1. **Collection Filter and Collection Sort require typed SObject Collections** — if the collection variable does not have a specific SObject type set, the Filter and Sort elements cannot reference its fields and the configuration UI will be incomplete.
2. **Adding the current item to a new collection inside a loop mutates the shared object reference** — if you modify a field on `{!Loop.currentItem}` and then add it to the output collection, the modification is captured. But if you forget to modify before adding, you accumulate the original unmodified values silently.
3. **Transform does not support formula expressions in its field mappings** — you can map a source field to a target field, or a literal value, but you cannot write a formula inline. If logic is needed during the mapping, a Loop-based approach with an Assignment formula is required instead.
4. **An empty collection passed to a Loop does not fault — it exits immediately via "After Last"** — this is safe, but downstream elements must handle the resulting empty output collection correctly.
5. **Collection Sort is stable but sorts the original collection variable in place** — there is no copy; the source variable is modified. If you need both the original and the sorted order, copy the collection into a second variable before sorting.
6. **Collection Filter's condition on a formula field may behave differently from the same condition in SOQL** — Flow evaluates formula fields based on the record snapshot, not re-evaluating against live data.

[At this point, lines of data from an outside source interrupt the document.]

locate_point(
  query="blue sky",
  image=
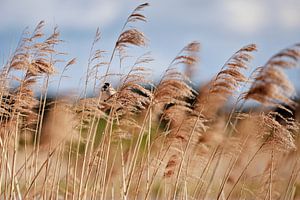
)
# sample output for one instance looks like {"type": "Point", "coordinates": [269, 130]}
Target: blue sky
{"type": "Point", "coordinates": [221, 27]}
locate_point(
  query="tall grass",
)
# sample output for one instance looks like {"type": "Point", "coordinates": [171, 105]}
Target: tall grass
{"type": "Point", "coordinates": [146, 140]}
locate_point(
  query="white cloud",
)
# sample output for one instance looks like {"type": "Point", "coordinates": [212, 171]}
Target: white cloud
{"type": "Point", "coordinates": [244, 16]}
{"type": "Point", "coordinates": [289, 15]}
{"type": "Point", "coordinates": [67, 13]}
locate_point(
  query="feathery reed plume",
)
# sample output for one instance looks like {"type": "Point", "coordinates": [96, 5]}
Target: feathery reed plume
{"type": "Point", "coordinates": [131, 36]}
{"type": "Point", "coordinates": [274, 133]}
{"type": "Point", "coordinates": [132, 97]}
{"type": "Point", "coordinates": [173, 88]}
{"type": "Point", "coordinates": [213, 96]}
{"type": "Point", "coordinates": [271, 86]}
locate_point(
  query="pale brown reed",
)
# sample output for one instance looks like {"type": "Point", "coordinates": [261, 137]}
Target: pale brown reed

Test edge cases.
7. **The collection element count limit is 50,000 rows per Flow interview** — not 10,000 DML rows, but 50,000 in-memory records across all collections. A Get Records returning 50k+ will fault.
8. **Transform can't write to system fields** — CreatedDate, LastModifiedDate, SystemModstamp, Id (when creating new records). Omit them from the mapping.
9. **Sorting by a formula field works but is slow** — each comparison evaluates the formula. Materialize the sort key to a real field if sort performance matters.
10. **Collection Filter inside a subflow may not see the parent's filter context** — subflow input variables are copied, not referenced. Filter criteria must be self-contained.

---

## Proactive Triggers

Surface these WITHOUT being asked:

- **DML inside a Loop** → Flag as Critical. Canonical scalability bug; refactor to Pattern 1 or 4.
- **Loop used for subset filtering** → Flag as High. Replace with Collection Filter (Pattern 2).
- **Manual Assignment loop doing SObject type conversion** → Flag as High. Replace with Transform (Pattern 3).
- **Empty-collection path with no gate** → Flag as Medium. Pattern 5 prevents silent no-ops.
- **Untyped SObject Collection variable** → Flag as High. Filter/Sort/Transform won't function correctly.
- **Collection Sort on a formula field without performance test** → Flag as Low. Slow at scale.
- **Chained Loops processing the same collection** → Flag as Medium. Can usually collapse via Pattern 4.
- **Collection size approaching 50k rows** → Flag as High. Approaching hard limit; move work to Batch Apex.

---

## Output Artifacts

| Artifact | Description |
|---|---|
| Element selection guidance | Which collection element (Filter, Sort, Transform, or Loop) is correct for the scenario |
| Loop-and-accumulate pattern | Step-by-step design for in-loop field mutation and single-DML commit |
| Review findings | Loops containing DML, missing typed collections, patterns that should use declarative elements |
| Transform field mapping plan | Source-to-target field mapping table for producing a related-record collection |
| Empty-collection safety gates | List of pipeline points that need Pattern 5 guards |

---

## Related Skills

- **flow/flow-bulkification** — when governor-limit safety under volume is the primary concern.
- **flow/record-triggered-flow-patterns** — when the question is trigger event / entry criteria / save behavior.
- **flow/subflows-and-reusability** — when collection-processing should extract into a reusable subflow.
- **flow/fault-handling** — when collection pipelines need fault-routing on DML failures.